REDES MUITO POUCO SOCIAIS
Carlos Rodarte Veloso
“Templário”, 19 de Dezembro de 2019
Desde
que as chamadas redes sociais conquistaram a Internet, subiu em flecha a
expectativa de que a abertura desse gigantesco fórum da opinião viria a unir as
pessoas de todos os continentes e, assim, garantir um diálogo democrático a
nível global, eliminando de vez a prepotência de todas as ditaduras.
Ingenuidade
pura!

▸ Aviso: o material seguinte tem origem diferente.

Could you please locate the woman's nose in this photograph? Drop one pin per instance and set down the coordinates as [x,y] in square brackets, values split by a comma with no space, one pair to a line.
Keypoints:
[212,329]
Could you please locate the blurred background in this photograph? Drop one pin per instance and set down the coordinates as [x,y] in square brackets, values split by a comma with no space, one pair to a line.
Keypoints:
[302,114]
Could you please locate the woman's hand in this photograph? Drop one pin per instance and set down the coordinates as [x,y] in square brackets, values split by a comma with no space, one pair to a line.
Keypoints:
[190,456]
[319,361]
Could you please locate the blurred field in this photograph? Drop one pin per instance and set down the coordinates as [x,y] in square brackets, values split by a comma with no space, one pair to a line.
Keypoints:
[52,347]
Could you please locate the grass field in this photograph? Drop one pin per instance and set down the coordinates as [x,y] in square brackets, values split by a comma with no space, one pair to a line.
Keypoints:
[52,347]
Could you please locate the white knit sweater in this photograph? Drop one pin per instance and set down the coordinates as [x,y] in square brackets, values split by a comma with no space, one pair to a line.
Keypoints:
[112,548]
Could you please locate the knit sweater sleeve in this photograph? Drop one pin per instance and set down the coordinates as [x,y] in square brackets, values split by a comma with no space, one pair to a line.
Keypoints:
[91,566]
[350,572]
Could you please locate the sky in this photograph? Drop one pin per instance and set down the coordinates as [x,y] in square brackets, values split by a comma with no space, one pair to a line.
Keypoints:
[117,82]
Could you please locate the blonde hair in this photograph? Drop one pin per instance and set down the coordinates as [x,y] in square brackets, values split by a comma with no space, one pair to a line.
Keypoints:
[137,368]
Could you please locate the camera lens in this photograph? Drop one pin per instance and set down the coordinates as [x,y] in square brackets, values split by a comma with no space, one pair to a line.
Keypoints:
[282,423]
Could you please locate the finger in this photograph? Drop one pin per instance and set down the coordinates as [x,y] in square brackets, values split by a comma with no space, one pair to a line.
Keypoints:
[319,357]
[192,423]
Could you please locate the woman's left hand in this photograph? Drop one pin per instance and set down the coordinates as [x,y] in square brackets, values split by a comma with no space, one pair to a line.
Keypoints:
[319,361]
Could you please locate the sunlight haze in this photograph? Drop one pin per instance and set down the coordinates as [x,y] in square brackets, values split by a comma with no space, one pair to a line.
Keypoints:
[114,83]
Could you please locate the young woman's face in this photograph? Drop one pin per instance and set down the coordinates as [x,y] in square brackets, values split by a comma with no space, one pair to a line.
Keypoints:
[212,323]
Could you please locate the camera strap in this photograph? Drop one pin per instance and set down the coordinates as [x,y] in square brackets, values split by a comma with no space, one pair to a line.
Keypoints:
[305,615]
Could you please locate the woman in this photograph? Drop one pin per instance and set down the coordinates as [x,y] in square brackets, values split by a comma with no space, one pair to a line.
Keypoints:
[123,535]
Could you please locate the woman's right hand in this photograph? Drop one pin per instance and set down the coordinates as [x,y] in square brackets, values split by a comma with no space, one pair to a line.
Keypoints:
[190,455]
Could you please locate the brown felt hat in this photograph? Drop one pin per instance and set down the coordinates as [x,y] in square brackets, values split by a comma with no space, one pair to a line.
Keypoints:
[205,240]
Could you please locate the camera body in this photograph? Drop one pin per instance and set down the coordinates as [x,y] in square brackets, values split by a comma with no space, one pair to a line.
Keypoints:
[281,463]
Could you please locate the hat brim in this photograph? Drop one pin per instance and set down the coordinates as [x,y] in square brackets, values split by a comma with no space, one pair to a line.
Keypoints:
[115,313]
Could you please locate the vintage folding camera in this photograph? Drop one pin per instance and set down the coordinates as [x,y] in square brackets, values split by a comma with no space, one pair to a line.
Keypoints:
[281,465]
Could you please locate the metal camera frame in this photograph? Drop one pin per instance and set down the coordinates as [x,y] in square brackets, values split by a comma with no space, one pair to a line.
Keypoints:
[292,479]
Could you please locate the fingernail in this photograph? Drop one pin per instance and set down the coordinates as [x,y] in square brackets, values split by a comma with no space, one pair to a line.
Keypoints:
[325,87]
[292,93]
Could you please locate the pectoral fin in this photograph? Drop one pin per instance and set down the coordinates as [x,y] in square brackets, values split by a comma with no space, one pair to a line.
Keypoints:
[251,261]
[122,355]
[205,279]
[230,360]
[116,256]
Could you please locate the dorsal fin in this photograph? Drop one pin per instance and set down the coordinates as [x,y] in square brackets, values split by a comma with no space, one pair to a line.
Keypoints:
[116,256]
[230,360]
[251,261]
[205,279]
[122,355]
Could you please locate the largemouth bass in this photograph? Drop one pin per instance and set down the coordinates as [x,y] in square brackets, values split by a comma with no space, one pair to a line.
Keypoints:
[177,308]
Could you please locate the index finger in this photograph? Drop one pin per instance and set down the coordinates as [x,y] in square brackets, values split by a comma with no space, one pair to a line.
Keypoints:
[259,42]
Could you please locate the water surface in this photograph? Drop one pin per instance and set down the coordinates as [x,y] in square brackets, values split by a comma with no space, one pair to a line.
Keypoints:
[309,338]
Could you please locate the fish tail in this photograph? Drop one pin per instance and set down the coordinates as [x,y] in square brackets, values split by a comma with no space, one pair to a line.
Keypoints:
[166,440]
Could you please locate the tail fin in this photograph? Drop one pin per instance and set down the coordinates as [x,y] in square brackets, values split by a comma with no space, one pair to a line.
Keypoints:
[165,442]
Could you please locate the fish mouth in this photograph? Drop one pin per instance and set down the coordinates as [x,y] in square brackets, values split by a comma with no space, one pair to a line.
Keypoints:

A invasão da Internet não só foi rapidamente apropriada pelos poderes
autocráticos que, onde estavam estabelecidos, sabiamente limitaram os seus
poderes mediáticos através de formas mais ou menos habilidosas de censura e
vigilância das opiniões “contra”, como se serviram da exposição a que se
sujeitaram voluntária e gostosamente os seus actores, para interferir,
anonimamente por vezes, mas também com o crescente “contributo” de muito
público e dos próprios media, para intervir politicamente, não de acordo com as
maiorias que teoricamente controlariam a opinião, mas frequentemente contra
essas mesmas maiorias.
O
semianonimato que os mecanismos da Net permitem, introduziram aos milhões – e o
número cresce diariamente! – anónimos manipuladores cujo papel político se
sobrepõe à lógica das maiorias reais, que já não há já forma de avaliar.
É
assim fácil, mesmo nos países mais democráticos, que ideias que num diálogo
aberto e face a face, dificilmente encontrariam apoiantes na sociedade no seu
conjunto, são sentidas como tendencialmente maioritárias.
São
assim fáceis as generalizações, quer para atacar determinado status quo, quer
para promover outro, porventura abominável em termos históricos – caso do
nazi-fascismo e das diversas formas de totalitarismo – ficando a população
usuária completamente desinformada da ordem de grandeza da adesão a essa
tendência.
Essa
manipulação é agora um facto bem conhecido, apesar da extraordinária
dificuldade em denunciá-la factualmente, como tem acontecido com a sua
interferência nos actos eleitorais de um número crescente de países – ainda –
democráticos, como os Estados Unidos, o Reino Unido, a Espanha, o Brasil…
É
evidente a interferência do grande capital internacional nesta manipulação,
capaz de deturpar a própria autoridade da Ciência no que toca, muito
especialmente, às alterações climáticas, cuja evidência continua a ser negada
pelas “autoridades” políticas e religiosas de um número inacreditável de
países.
Por
outro lado e não desprezivelmente, os próprios utentes a nível individual –
falo das pessoas singulares e não ligadas necessariamente a lobbies – servem-se
deste mecanismo para se libertarem da opressão social, inevitável nas relações
humanas, mas também face ao poder instituído, muitas vezes corrupto mas na
maioria das vezes inevitavelmente errado nas suas opções, a mais das vezes
devido às naturais limitações materiais, mais sentidas nos países mais pobres,
mas também nos mais poderosos.
Não
são assim apenas manipulados os dados reconhecidos sobre as opiniões dominantes,
mas as próprias opiniões acabam por ser modificadas, muitas vezes radicalmente,
dando origem a autênticas inversões de tendências tidas até então como a norma.
A
toda esta triste situação se acrescenta a contaminação das relações
interpessoais, o recurso crescente ao insulto, a exposição da intimidade da
família assim prejudicando a sua própria segurança, a abertura ao discurso do
ódio, da inveja e da maledicência…
Por
vezes tenho sido tentado a abandonar de vez o Facebook, a rede “social” que
ainda acompanho, e só não o faço porque procuro, fugindo evidentemente a esses
aspectos mais do que negativos, nojentos, dar um contributo quanto possível
isento para transformar este mecanismo de comunicação que tantas esperanças
suscitou nos seus começos, numa esperança para o diálogo entre todos os seres
humanos.
Com
cada vez menos esperança, devo dizer!